Si le représentant du ministre a commis une erreur en l'espèce, c'est en se fondant exclusivement sur les hypothèses de fait retenues dans le jugement Jencan no 1 sans obtenir de confirmation fiable que les faits étaient effectivement identiques. Lorsque le représentant du ministre a communiqué avec M. Blaine Jenkins et lui a posé des questions au sujet des modalités d'emploi du salarié, M. Jenkins lui a répondu qu'elles étaient « essentiellement les mêmes que celles qui s'appliquaient au cours des années précédentes » . Ayant obtenu une réponse aussi équivoque et ambiguë, le représentant du ministre aurait dû interroger davantage M. Jenkins pour déterminer si les modalités d'emploi du salarié étaient effectivement les mêmes que celles qui s'appliquaient au cours des périodes visées par la décision précédente et, dans la négative, comment et dans quelle mesure elles avaient changé. Je suis d'accord avec le juge suppléant de la Cour de l'impôt pour dire que, lorsqu'une décision fait l'objet d'un appel en vertu de l'article 70, le juge de la Cour de l'impôt doit contrôler la légalité de la décision du ministre en fonction des faits, tels qu'ils sont particulièrement établis devant lui au procès. Le paragraphe 71(1) de la Loi sur l'assurance-chômage le précise bien en déclarant que la Cour de l'impôt a le pouvoir de décider toute question de fait ou de droit qu'il est nécessaire de décider pour statuer sur l'appel. Ainsi que le juge Desjardins l'a déclaré dans l'arrêt Sylvie Desroches c. M.R.N.:

En dernière analyse . . . comme l'a affirmé notre Cour dans Le Procureur général du Canada c. Jacques Doucet, c'est la détermination du ministre qui est en cause, à savoir que l'emploi n'était pas assurable parce que la requérante et le payeur n'étaient pas liés par un contrat de louage de services. Le rôle du juge de la Cour canadienne de l'impôt s'étend à l'étude du dossier et à la preuve en son entier. Ainsi, le juge Marceau, au nom de la cour s'est-il exprimé ainsi dans l'affaire Doucet :

« . . . Le juge avait le pouvoir et le devoir d'examiner toute question de fait ou de droit qu'il était nécessaire de décider pour se prononcer sur la validité de cette détermination. Ainsi le présuppose le paragraphe 70(2) de la Loi et le prévoit, dès après le paragraphe 71(1) de la Loi qui le suit . . . .

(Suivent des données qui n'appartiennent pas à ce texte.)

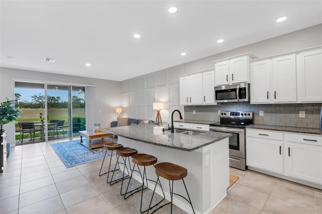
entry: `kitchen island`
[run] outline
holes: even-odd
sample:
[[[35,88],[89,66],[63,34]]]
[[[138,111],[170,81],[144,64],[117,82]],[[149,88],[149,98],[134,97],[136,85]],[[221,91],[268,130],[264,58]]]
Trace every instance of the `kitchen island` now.
[[[163,132],[163,127],[152,125],[126,126],[106,128],[118,136],[118,143],[124,147],[137,149],[157,158],[158,162],[169,162],[188,170],[185,178],[189,195],[196,213],[210,212],[226,195],[229,186],[228,139],[230,134],[203,132],[196,135]],[[188,133],[189,134],[189,133]],[[156,179],[153,167],[146,168],[148,178]],[[133,177],[141,182],[140,176]],[[166,197],[170,200],[169,182],[160,181]],[[149,183],[153,189],[154,183]],[[182,182],[175,182],[175,191],[186,195]],[[156,192],[162,194],[158,188]],[[174,203],[188,213],[190,205],[184,199],[174,195]]]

Une remarque s'impose. Bien que tous les intéressés, y compris le salarié et l'intimée, aient la possibilité de faire valoir leur point de vue devant un agent des appels de Revenu Canada avant que le ministre ne rende sa décision en vertu du paragraphe 61(3) de la Loi sur l'assurance-chômage, il ne leur est pas loisible de répondre aux éléments de preuve recueillis par l'agent des appels ou de faire valoir leur point de vue directement devant le ministre avant que celui-ci ne rende sa décision. C'est vraisemblablement la raison pour laquelle le législateur a accordé aux prestataires le droit d'interjeter appel de plein droit de la décision du ministre en vertu de l'article 70. En appel, les faits sur lesquels le ministre s'est fondé pour rendre sa décision sont considérés comme des hypothèses ou des allégations de fait. Bien qu'il incombe au prestataire, qui est la partie qui interjette appel de la décision du ministre, de faire la preuve de ce qu'il avance, notre Cour a affirmé dans les termes les plus nets que le prestataire a le droit de présenter de nouveaux éléments de preuve lors de l'audience de la Cour de l'impôt pour contester les hypothèses de fait sur lesquelles le ministre s'est fondé.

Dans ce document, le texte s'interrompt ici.